Having attended and spoken at several events in the last year, I’ve been taken aback by how much I have gained in terms of inspiration and advice and also how much positive feedback I’ve heard about my own story. Whereas in the past, we may have felt neglected by the lack of support structure, today, I think we can consider ourselves blessed by the networks, communities, and channels we have access to.
So, what can you do?
It may seem like now is a perfect time to be a woman in automotive. It’s not. There’s still much work to be done but the situation is improving all the time and we can all play a role in helping it to improve faster. We can connect, we can contribute to existing networks or create our own local communities.
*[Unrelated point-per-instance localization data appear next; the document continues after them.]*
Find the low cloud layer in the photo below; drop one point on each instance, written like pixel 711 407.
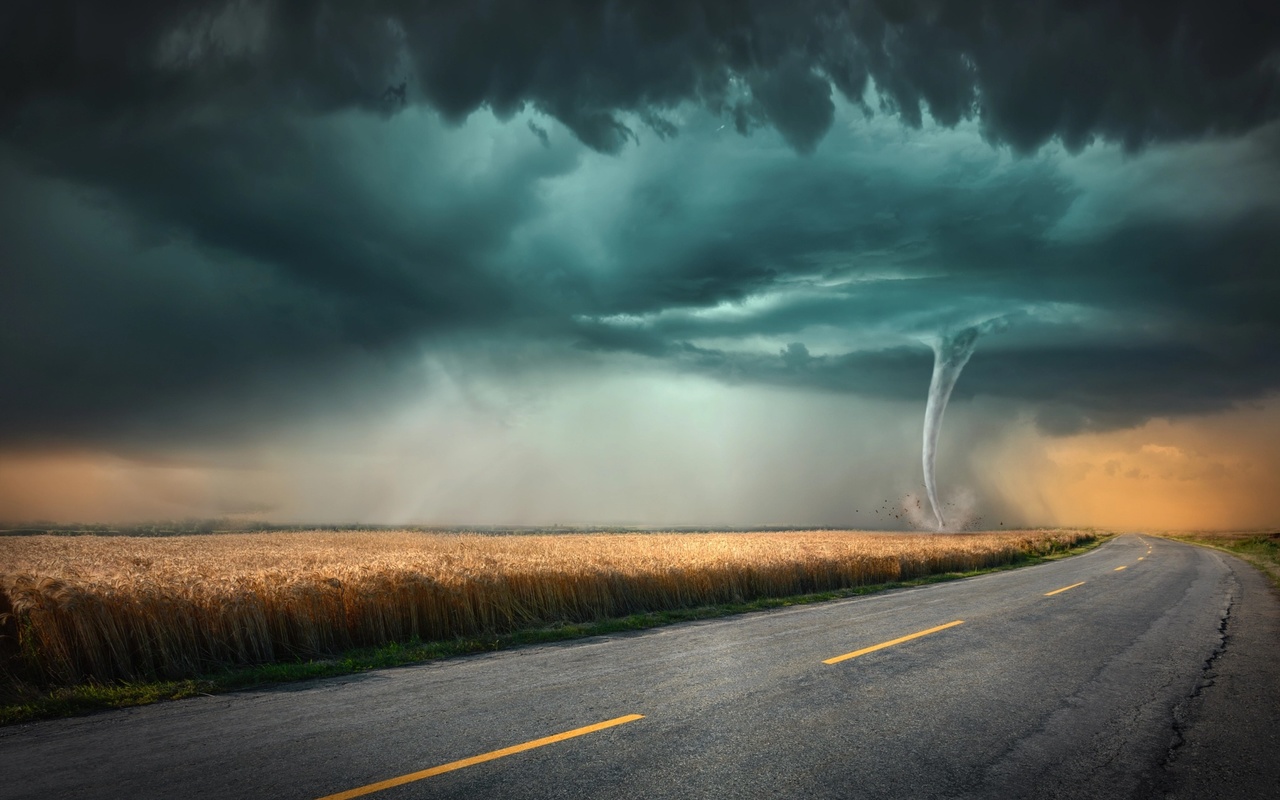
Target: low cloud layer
pixel 220 219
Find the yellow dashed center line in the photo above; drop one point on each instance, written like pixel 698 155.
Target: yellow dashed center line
pixel 891 643
pixel 479 759
pixel 1048 594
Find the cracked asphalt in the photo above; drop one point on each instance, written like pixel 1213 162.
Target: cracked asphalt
pixel 1159 680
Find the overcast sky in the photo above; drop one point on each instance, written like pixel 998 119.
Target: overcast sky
pixel 639 263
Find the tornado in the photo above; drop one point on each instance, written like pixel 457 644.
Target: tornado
pixel 950 353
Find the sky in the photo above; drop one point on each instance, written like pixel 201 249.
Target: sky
pixel 656 264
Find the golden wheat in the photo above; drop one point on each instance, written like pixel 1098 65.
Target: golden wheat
pixel 109 608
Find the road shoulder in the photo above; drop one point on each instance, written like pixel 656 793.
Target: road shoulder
pixel 1228 731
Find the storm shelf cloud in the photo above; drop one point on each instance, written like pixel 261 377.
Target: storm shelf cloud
pixel 224 218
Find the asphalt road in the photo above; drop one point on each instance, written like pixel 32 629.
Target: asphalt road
pixel 1159 679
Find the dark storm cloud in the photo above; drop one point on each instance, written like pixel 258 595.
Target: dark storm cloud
pixel 1134 71
pixel 206 201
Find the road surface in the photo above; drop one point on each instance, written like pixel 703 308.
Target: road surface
pixel 1144 668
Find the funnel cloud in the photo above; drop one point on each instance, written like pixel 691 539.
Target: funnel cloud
pixel 950 353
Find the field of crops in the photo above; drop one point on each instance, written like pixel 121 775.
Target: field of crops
pixel 104 608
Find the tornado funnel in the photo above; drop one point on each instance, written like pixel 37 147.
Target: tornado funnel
pixel 950 353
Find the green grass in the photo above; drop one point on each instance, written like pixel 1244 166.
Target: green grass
pixel 27 704
pixel 1261 549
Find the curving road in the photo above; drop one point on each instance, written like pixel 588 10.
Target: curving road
pixel 1146 668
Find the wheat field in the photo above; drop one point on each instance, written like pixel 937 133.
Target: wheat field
pixel 108 608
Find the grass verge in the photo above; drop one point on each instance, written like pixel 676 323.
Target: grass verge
pixel 69 702
pixel 1261 549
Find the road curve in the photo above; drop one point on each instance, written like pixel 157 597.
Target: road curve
pixel 1152 676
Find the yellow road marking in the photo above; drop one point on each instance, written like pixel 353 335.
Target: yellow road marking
pixel 1048 594
pixel 479 759
pixel 890 644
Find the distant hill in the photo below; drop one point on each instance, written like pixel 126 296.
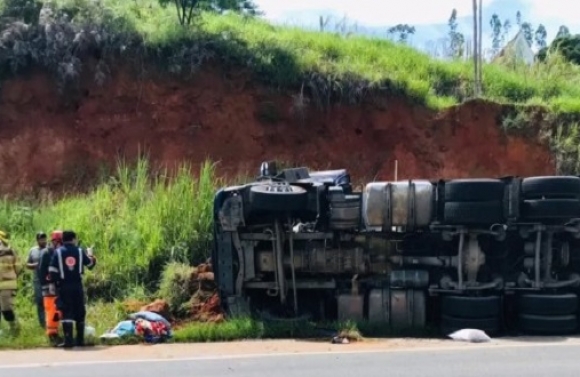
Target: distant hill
pixel 429 37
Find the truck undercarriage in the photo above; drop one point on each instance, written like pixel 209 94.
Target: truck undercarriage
pixel 499 255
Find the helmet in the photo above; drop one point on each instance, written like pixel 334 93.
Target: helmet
pixel 4 237
pixel 56 235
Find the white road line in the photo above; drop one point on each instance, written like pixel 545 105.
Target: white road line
pixel 464 347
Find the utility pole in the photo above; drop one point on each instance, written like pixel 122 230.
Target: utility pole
pixel 475 51
pixel 480 55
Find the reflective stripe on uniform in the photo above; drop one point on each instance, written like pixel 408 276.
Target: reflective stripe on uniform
pixel 60 264
pixel 80 261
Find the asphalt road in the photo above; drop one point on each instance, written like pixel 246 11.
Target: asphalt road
pixel 472 360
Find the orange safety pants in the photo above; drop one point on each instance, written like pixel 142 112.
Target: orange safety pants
pixel 53 315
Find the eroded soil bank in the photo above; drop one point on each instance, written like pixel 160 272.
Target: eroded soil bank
pixel 228 118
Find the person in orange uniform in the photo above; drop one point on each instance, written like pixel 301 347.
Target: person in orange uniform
pixel 49 295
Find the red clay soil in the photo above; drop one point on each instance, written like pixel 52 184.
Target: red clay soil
pixel 233 120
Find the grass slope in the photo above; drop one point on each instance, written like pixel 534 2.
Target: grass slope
pixel 138 221
pixel 329 64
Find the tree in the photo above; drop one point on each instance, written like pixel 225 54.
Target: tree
pixel 27 11
pixel 187 9
pixel 528 33
pixel 540 37
pixel 456 39
pixel 563 32
pixel 568 46
pixel 403 31
pixel 496 33
pixel 507 25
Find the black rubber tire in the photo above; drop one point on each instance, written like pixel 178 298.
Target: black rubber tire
pixel 490 325
pixel 474 190
pixel 471 213
pixel 542 304
pixel 550 209
pixel 548 325
pixel 551 186
pixel 272 197
pixel 471 307
pixel 345 214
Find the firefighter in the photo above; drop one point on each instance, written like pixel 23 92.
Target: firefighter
pixel 9 270
pixel 32 264
pixel 66 269
pixel 49 297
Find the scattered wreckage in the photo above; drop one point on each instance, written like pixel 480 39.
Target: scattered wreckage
pixel 498 255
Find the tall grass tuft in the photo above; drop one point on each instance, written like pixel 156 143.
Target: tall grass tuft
pixel 138 221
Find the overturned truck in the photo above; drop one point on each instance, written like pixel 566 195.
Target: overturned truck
pixel 500 255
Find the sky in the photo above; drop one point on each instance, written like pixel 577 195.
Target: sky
pixel 414 12
pixel 428 16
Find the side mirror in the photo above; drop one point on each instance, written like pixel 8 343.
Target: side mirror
pixel 268 169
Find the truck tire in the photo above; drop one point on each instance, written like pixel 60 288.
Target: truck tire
pixel 278 197
pixel 459 213
pixel 548 305
pixel 548 325
pixel 550 209
pixel 471 307
pixel 551 186
pixel 474 190
pixel 490 325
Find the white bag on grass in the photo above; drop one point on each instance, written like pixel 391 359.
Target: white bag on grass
pixel 470 335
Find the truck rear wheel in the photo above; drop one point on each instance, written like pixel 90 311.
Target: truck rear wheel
pixel 541 304
pixel 548 314
pixel 461 312
pixel 474 201
pixel 548 325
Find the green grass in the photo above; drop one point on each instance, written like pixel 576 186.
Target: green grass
pixel 339 67
pixel 138 221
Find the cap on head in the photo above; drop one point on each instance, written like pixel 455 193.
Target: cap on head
pixel 56 235
pixel 4 237
pixel 68 236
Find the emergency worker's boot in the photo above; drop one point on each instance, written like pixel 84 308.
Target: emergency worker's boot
pixel 80 330
pixel 67 329
pixel 14 328
pixel 54 340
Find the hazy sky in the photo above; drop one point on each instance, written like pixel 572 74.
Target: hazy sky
pixel 415 12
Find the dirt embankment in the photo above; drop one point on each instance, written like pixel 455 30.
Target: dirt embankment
pixel 230 119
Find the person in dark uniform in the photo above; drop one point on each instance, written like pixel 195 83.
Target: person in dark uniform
pixel 66 269
pixel 48 289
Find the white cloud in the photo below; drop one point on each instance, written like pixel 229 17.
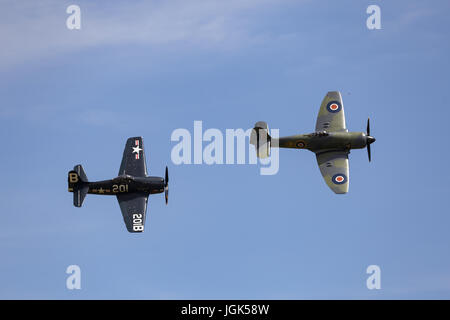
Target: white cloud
pixel 31 29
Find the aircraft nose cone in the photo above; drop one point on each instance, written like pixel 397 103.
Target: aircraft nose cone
pixel 370 139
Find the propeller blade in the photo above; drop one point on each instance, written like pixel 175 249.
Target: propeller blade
pixel 167 176
pixel 166 186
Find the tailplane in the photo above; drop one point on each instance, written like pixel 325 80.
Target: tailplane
pixel 78 184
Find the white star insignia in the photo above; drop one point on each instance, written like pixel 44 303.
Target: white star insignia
pixel 136 149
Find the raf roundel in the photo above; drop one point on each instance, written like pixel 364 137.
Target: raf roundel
pixel 339 178
pixel 300 144
pixel 334 106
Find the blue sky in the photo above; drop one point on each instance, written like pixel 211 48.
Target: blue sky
pixel 149 67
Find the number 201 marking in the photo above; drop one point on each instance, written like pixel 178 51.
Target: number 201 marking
pixel 120 188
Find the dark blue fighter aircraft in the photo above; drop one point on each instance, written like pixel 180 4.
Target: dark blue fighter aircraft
pixel 132 186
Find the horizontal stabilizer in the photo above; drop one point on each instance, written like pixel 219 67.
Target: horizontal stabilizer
pixel 79 194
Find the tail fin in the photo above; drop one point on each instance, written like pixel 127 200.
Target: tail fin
pixel 78 184
pixel 260 138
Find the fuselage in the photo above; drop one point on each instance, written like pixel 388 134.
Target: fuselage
pixel 127 184
pixel 322 140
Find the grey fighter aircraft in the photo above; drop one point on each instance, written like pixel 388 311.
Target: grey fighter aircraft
pixel 331 142
pixel 132 187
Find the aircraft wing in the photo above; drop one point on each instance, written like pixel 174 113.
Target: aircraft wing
pixel 331 114
pixel 133 160
pixel 133 207
pixel 334 169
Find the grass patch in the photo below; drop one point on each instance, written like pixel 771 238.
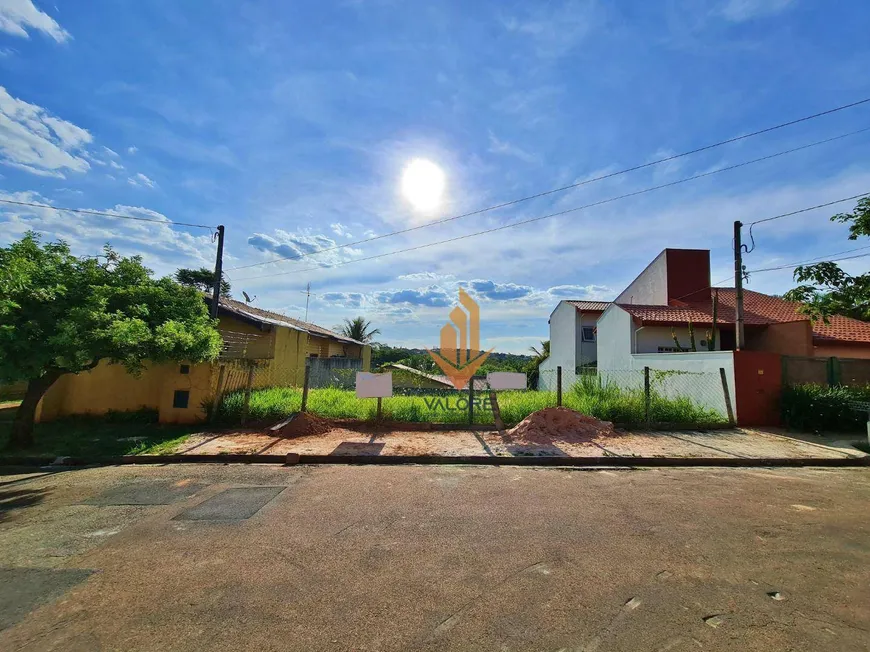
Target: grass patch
pixel 590 396
pixel 819 408
pixel 129 433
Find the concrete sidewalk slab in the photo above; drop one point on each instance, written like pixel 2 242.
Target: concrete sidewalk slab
pixel 231 504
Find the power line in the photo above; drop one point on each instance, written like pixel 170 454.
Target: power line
pixel 804 210
pixel 792 265
pixel 89 212
pixel 564 212
pixel 568 187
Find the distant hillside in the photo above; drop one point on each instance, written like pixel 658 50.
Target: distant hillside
pixel 419 359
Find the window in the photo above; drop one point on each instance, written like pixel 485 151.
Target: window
pixel 181 398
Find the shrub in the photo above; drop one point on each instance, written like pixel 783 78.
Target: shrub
pixel 818 408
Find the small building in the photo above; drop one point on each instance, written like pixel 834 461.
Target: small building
pixel 648 327
pixel 573 335
pixel 269 348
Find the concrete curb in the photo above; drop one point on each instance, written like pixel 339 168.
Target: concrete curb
pixel 530 460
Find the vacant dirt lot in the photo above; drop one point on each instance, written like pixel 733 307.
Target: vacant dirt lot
pixel 233 557
pixel 369 440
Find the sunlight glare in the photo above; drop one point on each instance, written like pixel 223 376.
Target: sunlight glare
pixel 423 184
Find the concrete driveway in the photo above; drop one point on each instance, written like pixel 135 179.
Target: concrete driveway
pixel 235 557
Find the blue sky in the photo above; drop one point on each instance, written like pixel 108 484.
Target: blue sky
pixel 291 123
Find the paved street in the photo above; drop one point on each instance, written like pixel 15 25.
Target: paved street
pixel 230 557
We can share our stories, we can look around for those who need a helping hand, we can provide advice to one another, and – if we’re leaders – we can make sure we are active in creating and nurturing workplace cultures and communities that support women. There is literally something that every one of us can do to pave the way for female success in the world of automotive. And, as Madeleine Albright used to say “There is a special place in hell for women who don’t help other women.”
Note: This blog post is based on the keynote presentation I gave at the Women Automotive Network Summit event in Stuttgart on 20 September 2023.